The imprint of war remains indelible even in the memories of those who were neither witnesses nor victims. Now thirty-eight, Paolo Ventura grew up surrounded by narratives and memories of the Italy of 1940-45 as recounted by his grandparents in the family house in Tuscany. His imaginary life was fuelled by these fragments of a larger history, by the haunting presence of death, treason, psychological distress and destruction. As a photographer he set about research into this troubled time, the surviving imagery of which provided only a much-abridged version of the reality. Faced with an obsessive jumble of material, he decided to create “true false” memories of the war meticulously prepared miniature scenes of which his photographs are the sole trace.

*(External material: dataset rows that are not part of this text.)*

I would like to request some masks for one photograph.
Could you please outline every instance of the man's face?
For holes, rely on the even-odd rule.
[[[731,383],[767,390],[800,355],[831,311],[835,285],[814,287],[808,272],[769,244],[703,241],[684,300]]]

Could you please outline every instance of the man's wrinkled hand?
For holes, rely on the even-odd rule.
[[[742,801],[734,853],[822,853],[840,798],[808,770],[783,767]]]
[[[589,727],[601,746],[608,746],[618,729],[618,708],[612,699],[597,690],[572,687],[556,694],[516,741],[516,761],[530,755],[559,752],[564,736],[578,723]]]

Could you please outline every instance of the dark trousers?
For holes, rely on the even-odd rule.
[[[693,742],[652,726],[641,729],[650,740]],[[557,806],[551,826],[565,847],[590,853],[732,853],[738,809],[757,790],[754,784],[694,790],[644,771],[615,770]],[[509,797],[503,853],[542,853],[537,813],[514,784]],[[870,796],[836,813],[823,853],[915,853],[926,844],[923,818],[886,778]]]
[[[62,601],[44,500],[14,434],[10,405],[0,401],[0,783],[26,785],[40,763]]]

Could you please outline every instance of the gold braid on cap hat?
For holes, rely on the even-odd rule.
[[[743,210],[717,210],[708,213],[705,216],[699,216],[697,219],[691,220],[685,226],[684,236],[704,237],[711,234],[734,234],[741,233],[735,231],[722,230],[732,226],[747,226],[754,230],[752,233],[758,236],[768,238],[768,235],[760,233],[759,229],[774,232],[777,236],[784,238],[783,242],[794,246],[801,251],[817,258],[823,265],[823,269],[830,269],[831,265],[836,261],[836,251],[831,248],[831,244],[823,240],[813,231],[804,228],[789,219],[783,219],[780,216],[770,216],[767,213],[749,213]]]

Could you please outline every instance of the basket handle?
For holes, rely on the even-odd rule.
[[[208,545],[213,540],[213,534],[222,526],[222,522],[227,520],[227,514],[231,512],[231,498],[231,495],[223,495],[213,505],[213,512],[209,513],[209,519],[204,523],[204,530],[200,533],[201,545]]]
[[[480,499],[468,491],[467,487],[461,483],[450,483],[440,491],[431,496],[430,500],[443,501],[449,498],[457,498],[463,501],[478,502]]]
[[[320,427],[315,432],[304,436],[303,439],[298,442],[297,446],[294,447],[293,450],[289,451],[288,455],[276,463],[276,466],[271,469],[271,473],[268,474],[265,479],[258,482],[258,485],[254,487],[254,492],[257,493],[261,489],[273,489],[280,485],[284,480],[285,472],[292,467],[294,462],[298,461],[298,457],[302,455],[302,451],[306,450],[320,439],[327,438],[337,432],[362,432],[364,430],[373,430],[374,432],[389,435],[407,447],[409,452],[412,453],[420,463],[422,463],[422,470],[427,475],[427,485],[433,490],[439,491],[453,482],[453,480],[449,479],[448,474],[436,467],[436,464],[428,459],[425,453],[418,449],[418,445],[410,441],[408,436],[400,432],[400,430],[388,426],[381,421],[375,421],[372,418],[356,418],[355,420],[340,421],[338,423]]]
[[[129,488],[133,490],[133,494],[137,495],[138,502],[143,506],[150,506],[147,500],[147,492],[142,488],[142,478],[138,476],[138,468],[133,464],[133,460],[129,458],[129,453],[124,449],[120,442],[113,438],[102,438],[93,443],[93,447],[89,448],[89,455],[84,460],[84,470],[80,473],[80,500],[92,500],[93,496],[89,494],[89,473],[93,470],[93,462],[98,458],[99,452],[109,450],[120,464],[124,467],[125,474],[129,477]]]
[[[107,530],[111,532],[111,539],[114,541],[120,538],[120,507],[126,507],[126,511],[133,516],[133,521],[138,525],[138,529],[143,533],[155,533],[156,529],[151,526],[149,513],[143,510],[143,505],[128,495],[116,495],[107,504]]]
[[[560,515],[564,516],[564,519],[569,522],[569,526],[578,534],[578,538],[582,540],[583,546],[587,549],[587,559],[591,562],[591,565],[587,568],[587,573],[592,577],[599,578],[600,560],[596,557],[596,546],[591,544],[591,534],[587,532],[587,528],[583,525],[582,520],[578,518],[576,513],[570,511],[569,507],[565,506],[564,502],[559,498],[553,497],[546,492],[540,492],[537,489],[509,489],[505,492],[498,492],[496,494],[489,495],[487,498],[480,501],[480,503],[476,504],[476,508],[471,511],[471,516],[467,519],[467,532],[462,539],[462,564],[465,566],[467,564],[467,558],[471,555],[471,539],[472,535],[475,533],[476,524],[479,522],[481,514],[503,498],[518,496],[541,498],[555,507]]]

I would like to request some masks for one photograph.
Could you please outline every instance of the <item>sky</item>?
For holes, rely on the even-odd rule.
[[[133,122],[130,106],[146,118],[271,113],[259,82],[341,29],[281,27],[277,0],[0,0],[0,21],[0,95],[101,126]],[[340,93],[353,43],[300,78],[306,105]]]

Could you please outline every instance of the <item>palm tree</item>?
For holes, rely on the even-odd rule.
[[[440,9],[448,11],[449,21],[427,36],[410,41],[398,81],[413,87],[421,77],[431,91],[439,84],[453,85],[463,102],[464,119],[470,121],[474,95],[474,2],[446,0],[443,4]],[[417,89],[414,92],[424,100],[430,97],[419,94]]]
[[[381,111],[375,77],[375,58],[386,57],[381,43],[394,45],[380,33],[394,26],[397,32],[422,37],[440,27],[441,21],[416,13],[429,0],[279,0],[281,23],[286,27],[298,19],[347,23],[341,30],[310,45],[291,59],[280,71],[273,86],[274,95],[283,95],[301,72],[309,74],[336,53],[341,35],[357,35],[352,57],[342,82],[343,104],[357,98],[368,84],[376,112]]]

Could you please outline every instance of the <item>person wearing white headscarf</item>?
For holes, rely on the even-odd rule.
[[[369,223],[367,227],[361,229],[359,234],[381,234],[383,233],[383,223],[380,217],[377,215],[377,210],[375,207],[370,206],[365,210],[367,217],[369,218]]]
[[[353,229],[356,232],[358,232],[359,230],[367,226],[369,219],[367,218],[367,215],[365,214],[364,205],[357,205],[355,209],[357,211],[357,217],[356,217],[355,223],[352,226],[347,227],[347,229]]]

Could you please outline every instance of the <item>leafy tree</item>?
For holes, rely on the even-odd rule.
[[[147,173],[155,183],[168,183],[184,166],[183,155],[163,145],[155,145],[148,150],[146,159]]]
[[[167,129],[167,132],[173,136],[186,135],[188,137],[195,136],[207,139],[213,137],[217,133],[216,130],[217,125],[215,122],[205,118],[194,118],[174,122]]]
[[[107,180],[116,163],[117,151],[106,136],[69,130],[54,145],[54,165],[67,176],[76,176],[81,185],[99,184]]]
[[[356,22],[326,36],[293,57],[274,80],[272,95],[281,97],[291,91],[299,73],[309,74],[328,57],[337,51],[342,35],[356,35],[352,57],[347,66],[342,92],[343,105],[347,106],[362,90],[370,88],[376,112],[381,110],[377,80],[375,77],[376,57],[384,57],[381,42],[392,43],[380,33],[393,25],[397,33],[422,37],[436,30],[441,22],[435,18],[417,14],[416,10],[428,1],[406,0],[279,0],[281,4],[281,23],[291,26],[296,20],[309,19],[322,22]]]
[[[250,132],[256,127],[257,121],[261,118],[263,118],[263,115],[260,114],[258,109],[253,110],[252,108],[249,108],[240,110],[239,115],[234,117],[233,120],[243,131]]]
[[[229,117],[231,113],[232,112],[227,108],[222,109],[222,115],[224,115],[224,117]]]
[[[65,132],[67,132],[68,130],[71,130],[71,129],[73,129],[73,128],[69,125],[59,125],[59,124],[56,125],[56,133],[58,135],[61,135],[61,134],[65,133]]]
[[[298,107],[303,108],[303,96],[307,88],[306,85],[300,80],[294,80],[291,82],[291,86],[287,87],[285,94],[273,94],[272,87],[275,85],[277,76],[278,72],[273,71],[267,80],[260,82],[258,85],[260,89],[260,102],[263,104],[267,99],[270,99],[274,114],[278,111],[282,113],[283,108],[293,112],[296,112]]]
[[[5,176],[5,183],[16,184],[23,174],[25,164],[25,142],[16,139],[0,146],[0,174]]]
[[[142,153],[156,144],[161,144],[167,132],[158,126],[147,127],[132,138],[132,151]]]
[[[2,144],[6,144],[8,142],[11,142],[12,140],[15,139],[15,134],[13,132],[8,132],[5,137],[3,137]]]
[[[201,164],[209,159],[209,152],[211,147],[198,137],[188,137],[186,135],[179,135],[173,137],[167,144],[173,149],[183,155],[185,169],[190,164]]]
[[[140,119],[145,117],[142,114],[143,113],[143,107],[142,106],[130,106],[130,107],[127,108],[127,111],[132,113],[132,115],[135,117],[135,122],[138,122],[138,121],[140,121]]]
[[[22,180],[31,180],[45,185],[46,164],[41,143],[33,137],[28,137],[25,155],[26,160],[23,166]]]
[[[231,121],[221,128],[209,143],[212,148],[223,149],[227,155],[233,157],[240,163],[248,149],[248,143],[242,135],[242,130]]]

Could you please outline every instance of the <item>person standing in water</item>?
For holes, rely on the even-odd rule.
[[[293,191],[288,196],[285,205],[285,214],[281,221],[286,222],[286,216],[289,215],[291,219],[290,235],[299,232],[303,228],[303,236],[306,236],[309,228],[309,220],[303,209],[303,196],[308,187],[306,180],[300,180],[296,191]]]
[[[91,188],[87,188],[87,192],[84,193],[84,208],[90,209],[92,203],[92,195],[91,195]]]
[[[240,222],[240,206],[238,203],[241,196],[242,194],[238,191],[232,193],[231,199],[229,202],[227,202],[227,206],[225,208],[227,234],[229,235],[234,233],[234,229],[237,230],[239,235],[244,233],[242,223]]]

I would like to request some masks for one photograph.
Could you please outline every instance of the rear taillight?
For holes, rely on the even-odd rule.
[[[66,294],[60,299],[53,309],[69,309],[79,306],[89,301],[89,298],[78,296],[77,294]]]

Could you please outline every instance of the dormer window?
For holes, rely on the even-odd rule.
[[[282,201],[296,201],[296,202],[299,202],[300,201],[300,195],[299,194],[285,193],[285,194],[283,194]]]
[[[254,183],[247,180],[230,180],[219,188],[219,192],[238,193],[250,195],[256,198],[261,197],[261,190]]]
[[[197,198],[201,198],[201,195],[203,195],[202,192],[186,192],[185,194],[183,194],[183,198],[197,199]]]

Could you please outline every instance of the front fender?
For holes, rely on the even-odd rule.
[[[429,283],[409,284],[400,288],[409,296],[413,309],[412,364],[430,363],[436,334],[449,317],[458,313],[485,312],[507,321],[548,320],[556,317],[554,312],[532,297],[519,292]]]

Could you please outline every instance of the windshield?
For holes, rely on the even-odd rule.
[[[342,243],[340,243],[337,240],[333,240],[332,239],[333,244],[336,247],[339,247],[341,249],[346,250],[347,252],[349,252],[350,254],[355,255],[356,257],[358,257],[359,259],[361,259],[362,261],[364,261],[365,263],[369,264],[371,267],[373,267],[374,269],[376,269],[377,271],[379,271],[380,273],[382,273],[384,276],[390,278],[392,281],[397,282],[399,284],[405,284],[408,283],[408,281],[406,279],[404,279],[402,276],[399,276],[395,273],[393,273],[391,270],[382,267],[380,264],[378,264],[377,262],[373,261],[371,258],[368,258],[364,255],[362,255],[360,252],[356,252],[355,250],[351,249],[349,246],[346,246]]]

These tragic little bits of theatre are inexplicably troubling in the way their recreations – dead soldiers, night patrols and Resistance fighters on the run, all in poisonously corrupt context – succeed in conveying the somber enigma of everyday wartime. What we see are only figurines and doll’s costumes in cardboard settings, and yet we react with the same painful recognition as is triggered by Weegee’s crime scenes and their scrupulous rendering real-life events.
The accompanying text by novelist Francine Prose takes Paolo Ventura’s exploration further: “When we look at his images, time stops and we feel a breath of melancholy blow over us, we sense a whispering of the riddles of time and age, of the innocence of children and the wisdom of adults. But also the echo of mysterious questions: what are we seeing, what do we think we are seeing, what are these photographs telling us?”